Mujeres Libres se pronunció con claridad por la configuración de organizaciones específicamente femeninas en el mundo libertario. Esas organizaciones debían ver la luz por cuanto, en lo que a las mujeres se refiere, y pese a la afirmación de Federica Montseny en el sentido de que “el anarquismo no ha establecido jamás distingos entre el hombre y la mujer”, descollaban problemas no precisamente menores. “He visto muchos hogares, no ya de simples confederados, sino de anarquistas (¿!?), regidos por las más puras normas feudales”, subrayó en un artículo Lucía Sánchez Saornil. Un texto de enero de 1937 recordaba, por otra parte, que “los music-halls y las casas de prostitución siguen abarrotados de pañuelos rojos, rojos y negros y de toda clase de insignias antifascistas”. A menudo se ponía el acento en cómo los órganos confederales partían de la presunción de que las mujeres no estaban en condiciones de desempeñar papeles de relieve o de que, para hacerlo, precisaban de la ayuda ineludible de los hombres.

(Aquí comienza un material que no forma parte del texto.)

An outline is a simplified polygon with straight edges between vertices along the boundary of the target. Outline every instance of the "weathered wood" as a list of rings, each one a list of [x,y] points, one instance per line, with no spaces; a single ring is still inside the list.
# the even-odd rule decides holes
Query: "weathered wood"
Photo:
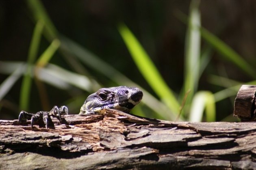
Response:
[[[256,123],[171,122],[114,110],[32,130],[0,121],[0,169],[256,168]]]
[[[242,85],[234,102],[234,116],[243,121],[256,120],[256,86]]]

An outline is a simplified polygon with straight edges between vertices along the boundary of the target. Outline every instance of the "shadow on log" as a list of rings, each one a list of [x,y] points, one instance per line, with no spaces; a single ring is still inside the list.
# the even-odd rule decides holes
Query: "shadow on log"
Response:
[[[115,110],[55,129],[0,121],[2,169],[253,169],[256,123],[172,122]]]

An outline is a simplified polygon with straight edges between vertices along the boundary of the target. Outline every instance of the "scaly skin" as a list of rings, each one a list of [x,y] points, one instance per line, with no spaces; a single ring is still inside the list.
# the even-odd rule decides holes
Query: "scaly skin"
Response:
[[[128,113],[143,96],[142,92],[136,87],[119,86],[100,88],[88,96],[79,114],[100,114],[106,108]]]
[[[102,88],[87,97],[80,110],[79,114],[100,114],[104,109],[116,109],[126,113],[130,111],[141,100],[143,93],[136,87],[126,86]],[[59,108],[55,106],[50,112],[40,111],[35,114],[22,111],[20,113],[19,122],[20,124],[31,119],[31,127],[35,122],[42,120],[46,127],[54,126],[50,116],[57,118],[60,122],[63,119],[61,115],[68,114],[65,106]]]

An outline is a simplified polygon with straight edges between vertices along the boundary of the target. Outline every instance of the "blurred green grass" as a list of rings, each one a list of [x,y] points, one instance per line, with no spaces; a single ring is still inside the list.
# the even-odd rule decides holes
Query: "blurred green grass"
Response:
[[[0,61],[0,73],[9,75],[0,85],[0,101],[4,99],[19,79],[23,76],[20,101],[17,101],[20,110],[30,110],[33,80],[41,99],[42,108],[50,109],[52,105],[55,105],[47,103],[51,101],[47,95],[48,86],[46,85],[49,84],[67,93],[72,94],[69,99],[63,101],[72,108],[69,109],[72,112],[79,110],[82,105],[80,104],[87,97],[86,94],[94,92],[101,87],[124,85],[139,87],[144,94],[143,103],[133,111],[135,114],[171,121],[178,117],[181,121],[215,121],[217,102],[235,96],[242,84],[256,83],[255,81],[238,82],[217,74],[211,75],[209,76],[209,83],[221,87],[221,90],[211,92],[199,88],[200,78],[210,64],[214,52],[220,54],[218,59],[220,61],[225,60],[232,63],[233,67],[243,71],[246,76],[254,79],[256,77],[253,73],[255,69],[249,62],[201,26],[199,0],[191,1],[188,16],[182,14],[183,18],[183,18],[181,20],[186,24],[184,26],[187,27],[184,40],[184,81],[180,93],[167,84],[139,39],[124,23],[117,25],[120,38],[124,42],[122,45],[126,46],[130,52],[135,63],[133,68],[137,67],[137,73],[150,87],[148,90],[139,82],[135,83],[128,78],[107,60],[102,59],[59,32],[41,1],[26,2],[35,23],[27,60],[16,62]],[[47,40],[48,45],[39,56],[38,49],[42,36]],[[51,63],[51,60],[56,57],[61,57],[66,66]],[[98,78],[98,75],[107,80],[108,82]],[[222,79],[228,83],[216,84]],[[185,97],[186,94],[187,97]],[[228,121],[229,118],[225,121]]]

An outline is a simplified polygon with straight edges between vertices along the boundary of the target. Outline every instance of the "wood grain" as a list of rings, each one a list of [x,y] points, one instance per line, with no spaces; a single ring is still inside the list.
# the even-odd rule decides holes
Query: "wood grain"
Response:
[[[1,169],[254,169],[256,123],[172,122],[115,110],[55,129],[0,121]]]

Para que nada faltase, en fin, no fueron infrecuentes, durante la guerra civil, las colectivizaciones en las que pervivieron salarios diferentes para mujeres y hombres. Acaso no habían quedado plenamente superadas opiniones como las que, en el XIX, entendían sin más, en el mundo libertario, que el papel de la mujer debía quedar circunscrito en exclusiva al hogar y que cuando aquélla accedía al mercado de trabajo no estaba haciendo otra cosa que propiciar, al restar empleos a los hombres, la miseria y la degradación de los obreros. Y ello por mucho que fuese innegable que en sus sucesivos congresos la CNT se había pronunciado con claridad por el derecho de las mujeres al trabajo y por la independencia económica de éstas.

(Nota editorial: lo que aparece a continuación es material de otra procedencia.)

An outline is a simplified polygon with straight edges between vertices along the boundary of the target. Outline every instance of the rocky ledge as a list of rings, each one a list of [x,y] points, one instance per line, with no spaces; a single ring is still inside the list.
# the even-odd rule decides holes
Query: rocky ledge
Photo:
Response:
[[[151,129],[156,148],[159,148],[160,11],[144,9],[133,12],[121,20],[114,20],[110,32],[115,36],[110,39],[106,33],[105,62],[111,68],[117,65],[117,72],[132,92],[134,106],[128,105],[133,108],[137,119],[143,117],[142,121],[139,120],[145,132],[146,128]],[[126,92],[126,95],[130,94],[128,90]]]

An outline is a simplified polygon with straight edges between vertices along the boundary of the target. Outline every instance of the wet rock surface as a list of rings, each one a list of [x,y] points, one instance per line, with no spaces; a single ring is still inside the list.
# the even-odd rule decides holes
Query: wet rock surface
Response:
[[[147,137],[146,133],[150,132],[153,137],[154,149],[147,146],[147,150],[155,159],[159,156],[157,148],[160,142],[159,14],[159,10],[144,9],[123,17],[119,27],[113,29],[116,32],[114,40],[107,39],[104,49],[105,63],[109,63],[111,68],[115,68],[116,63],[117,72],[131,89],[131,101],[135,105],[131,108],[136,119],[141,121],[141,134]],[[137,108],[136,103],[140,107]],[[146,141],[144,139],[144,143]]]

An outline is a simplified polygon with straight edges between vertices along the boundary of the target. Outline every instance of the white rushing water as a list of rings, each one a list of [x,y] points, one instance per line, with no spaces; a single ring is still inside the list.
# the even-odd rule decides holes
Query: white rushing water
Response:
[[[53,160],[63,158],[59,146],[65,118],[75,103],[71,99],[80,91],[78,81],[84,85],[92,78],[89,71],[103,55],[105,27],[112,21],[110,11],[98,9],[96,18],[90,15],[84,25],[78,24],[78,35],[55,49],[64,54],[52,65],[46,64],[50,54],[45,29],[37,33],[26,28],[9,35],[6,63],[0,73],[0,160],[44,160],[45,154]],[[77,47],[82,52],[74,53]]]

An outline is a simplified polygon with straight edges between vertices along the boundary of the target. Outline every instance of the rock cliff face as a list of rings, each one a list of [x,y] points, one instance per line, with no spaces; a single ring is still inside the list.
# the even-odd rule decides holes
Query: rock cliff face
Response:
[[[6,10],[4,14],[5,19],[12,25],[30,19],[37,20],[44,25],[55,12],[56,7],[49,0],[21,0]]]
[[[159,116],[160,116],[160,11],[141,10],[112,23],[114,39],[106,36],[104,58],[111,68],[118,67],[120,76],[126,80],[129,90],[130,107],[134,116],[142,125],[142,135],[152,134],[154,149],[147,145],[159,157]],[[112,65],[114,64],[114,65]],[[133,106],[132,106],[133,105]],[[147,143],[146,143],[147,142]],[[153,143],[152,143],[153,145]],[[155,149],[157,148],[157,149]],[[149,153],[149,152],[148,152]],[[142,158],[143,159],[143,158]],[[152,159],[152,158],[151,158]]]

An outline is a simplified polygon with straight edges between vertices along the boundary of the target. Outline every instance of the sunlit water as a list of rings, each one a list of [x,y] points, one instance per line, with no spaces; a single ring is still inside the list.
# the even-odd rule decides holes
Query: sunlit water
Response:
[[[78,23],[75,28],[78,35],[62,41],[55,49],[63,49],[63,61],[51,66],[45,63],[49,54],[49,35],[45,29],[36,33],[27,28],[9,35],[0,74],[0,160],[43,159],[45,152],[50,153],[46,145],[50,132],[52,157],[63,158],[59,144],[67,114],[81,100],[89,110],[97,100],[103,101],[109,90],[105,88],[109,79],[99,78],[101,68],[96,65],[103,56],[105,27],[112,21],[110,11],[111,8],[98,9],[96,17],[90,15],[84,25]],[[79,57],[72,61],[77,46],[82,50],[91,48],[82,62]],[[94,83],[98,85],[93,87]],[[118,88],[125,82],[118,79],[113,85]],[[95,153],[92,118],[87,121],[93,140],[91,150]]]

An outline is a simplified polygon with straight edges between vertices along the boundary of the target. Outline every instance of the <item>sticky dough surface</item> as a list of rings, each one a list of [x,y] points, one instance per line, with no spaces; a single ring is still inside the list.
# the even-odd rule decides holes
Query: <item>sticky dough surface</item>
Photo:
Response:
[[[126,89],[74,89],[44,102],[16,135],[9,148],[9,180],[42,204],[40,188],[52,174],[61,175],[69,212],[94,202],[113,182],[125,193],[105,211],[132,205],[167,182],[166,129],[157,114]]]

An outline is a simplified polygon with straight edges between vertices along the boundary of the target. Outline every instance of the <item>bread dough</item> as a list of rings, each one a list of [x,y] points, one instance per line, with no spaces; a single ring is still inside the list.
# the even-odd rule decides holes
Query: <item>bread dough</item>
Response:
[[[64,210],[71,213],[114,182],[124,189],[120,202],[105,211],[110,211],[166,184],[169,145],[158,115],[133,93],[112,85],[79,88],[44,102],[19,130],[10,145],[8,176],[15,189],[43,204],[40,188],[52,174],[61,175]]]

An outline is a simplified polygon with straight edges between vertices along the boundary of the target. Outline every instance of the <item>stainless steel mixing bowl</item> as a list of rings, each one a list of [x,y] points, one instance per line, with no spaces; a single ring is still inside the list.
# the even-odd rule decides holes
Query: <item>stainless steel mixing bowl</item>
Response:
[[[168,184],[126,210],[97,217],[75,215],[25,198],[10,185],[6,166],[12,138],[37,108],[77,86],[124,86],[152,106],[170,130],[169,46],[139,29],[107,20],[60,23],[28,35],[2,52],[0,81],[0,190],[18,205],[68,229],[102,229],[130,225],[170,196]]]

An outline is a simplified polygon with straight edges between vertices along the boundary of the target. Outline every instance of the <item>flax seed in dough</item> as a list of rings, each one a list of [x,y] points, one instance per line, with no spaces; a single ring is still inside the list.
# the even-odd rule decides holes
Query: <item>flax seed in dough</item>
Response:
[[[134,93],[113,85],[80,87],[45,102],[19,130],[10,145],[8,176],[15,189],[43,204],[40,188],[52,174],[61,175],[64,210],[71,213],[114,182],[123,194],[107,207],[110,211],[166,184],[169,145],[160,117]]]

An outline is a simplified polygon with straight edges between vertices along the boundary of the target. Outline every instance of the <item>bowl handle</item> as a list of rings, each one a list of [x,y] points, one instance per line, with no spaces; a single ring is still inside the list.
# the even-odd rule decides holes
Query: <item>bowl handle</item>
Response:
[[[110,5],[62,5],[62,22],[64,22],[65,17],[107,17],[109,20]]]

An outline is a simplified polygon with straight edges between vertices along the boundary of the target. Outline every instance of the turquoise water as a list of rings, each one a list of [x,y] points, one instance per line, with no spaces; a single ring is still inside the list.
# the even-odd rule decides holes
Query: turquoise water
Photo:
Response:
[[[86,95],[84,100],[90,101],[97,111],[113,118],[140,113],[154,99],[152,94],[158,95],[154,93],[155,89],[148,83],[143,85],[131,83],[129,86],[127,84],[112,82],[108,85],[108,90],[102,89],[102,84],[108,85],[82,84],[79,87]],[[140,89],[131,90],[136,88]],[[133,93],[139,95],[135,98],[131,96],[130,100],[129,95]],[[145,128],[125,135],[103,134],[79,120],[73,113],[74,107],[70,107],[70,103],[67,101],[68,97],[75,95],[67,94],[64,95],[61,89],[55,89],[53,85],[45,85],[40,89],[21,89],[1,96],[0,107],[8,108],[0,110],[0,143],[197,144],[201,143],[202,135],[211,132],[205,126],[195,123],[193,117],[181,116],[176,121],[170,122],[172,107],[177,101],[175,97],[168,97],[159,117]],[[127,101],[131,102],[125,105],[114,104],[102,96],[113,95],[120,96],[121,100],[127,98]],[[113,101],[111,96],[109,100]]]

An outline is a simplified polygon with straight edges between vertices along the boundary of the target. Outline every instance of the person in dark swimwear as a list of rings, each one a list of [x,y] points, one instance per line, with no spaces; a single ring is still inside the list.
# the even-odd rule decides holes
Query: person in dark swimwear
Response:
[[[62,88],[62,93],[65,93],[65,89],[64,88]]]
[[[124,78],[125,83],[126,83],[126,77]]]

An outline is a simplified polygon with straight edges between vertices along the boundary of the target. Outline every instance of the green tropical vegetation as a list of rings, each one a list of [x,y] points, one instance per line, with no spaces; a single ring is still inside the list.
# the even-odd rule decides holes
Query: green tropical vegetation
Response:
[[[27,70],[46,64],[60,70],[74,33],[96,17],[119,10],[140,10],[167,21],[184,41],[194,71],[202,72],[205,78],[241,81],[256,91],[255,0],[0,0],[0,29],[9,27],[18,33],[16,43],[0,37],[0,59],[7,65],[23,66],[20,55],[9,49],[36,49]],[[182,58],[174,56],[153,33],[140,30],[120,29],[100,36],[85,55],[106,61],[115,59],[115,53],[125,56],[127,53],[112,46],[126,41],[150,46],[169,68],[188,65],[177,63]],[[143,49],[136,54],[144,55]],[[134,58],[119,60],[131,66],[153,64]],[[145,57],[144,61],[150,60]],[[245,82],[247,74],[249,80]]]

Mujeres Libres tuvo motivos sobrados para contestar, por otro lado, una imagen muy extendida en las organizaciones libertarias: la del revolucionario entendido como un varón henchido de atributos masculinos y enfrentado a la condición de debilidad de las mujeres, condenadas a asumir, entonces, una función menor. De hecho, y pese al esfuerzo realizado, esa imagen se mantuvo durante la guerra civil, con las mujeres -por primera vez portadoras de 100 pantalones y con el pelo corto- a la postre obligadas a alejarse de los frentes de combate. Lo anterior no fue óbice para que, en términos generales, las mujeres experimentasen, con todo, una notoria liberación, con una mayor libertad económica, sexual y de movimientos, entre 1936 y 1939.

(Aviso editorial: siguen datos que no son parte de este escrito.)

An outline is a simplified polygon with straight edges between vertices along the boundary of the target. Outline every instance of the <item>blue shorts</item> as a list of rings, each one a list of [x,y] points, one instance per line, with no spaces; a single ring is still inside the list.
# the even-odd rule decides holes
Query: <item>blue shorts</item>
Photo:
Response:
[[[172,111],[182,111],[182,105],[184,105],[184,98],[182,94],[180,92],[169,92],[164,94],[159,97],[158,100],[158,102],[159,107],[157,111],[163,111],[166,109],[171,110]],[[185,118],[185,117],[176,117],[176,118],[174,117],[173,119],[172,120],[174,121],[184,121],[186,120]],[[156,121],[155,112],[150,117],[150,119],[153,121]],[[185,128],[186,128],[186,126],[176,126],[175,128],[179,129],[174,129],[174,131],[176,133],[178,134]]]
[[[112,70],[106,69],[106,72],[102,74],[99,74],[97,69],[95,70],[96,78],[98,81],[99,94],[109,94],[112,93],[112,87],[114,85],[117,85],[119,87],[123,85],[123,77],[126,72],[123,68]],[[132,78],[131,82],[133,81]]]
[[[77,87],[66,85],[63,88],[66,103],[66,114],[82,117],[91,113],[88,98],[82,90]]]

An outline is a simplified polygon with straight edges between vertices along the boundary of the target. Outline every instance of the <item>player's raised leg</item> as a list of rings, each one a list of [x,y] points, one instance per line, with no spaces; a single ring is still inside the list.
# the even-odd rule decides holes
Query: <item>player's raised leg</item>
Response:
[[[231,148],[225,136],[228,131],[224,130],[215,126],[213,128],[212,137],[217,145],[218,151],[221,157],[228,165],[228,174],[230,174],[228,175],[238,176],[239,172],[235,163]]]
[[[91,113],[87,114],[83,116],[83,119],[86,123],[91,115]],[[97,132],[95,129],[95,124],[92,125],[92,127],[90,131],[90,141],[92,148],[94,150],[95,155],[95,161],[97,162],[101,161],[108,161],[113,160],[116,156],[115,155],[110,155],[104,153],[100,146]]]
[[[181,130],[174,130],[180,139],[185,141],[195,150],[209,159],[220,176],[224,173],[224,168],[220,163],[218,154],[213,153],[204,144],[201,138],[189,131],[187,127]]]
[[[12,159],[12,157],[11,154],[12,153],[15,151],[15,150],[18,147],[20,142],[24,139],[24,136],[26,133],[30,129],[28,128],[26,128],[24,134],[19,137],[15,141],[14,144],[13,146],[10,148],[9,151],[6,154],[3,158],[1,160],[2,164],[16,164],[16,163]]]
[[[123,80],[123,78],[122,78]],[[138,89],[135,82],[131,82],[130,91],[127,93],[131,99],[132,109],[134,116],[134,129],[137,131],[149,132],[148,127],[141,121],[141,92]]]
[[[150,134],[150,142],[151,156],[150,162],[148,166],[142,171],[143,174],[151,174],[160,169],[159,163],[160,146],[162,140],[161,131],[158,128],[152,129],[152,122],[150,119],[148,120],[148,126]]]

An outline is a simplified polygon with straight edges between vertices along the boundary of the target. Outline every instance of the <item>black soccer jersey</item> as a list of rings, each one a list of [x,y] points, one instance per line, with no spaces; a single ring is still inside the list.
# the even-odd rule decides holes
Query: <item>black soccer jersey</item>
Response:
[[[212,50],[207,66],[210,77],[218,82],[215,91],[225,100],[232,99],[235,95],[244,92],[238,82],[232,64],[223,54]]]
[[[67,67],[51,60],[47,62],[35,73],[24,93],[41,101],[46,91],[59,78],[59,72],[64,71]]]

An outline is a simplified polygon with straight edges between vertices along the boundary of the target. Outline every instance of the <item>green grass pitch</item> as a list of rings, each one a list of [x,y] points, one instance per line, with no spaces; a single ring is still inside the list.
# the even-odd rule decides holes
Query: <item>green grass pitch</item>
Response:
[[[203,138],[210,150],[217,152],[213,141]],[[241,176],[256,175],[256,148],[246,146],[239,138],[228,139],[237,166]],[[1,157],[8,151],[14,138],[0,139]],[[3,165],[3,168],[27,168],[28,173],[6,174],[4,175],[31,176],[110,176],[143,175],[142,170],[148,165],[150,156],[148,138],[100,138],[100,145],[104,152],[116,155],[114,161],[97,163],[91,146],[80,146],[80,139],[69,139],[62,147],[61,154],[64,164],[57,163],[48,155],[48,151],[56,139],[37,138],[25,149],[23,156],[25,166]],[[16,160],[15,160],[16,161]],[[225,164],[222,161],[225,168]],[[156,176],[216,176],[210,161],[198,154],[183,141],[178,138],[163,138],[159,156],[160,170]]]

Así las cosas, y fueren cuales fueren los problemas que se revelaban en las organizaciones anarquistas, es difícil imaginar que Mujeres Libres hubiese podido surgir en un magma distinto del que ofrecía la CNT. En ese magma despuntaron figuras femeninas que, a más de ejercer la enseñanza, el periodismo o el sindicalismo, mostraron una clara conciencia de que la revolución social, por sí sola, no acabaría con muchas de las ataduras que afectaban a las mujeres, necesitadas de una emancipación que reclamaba una revolución propia.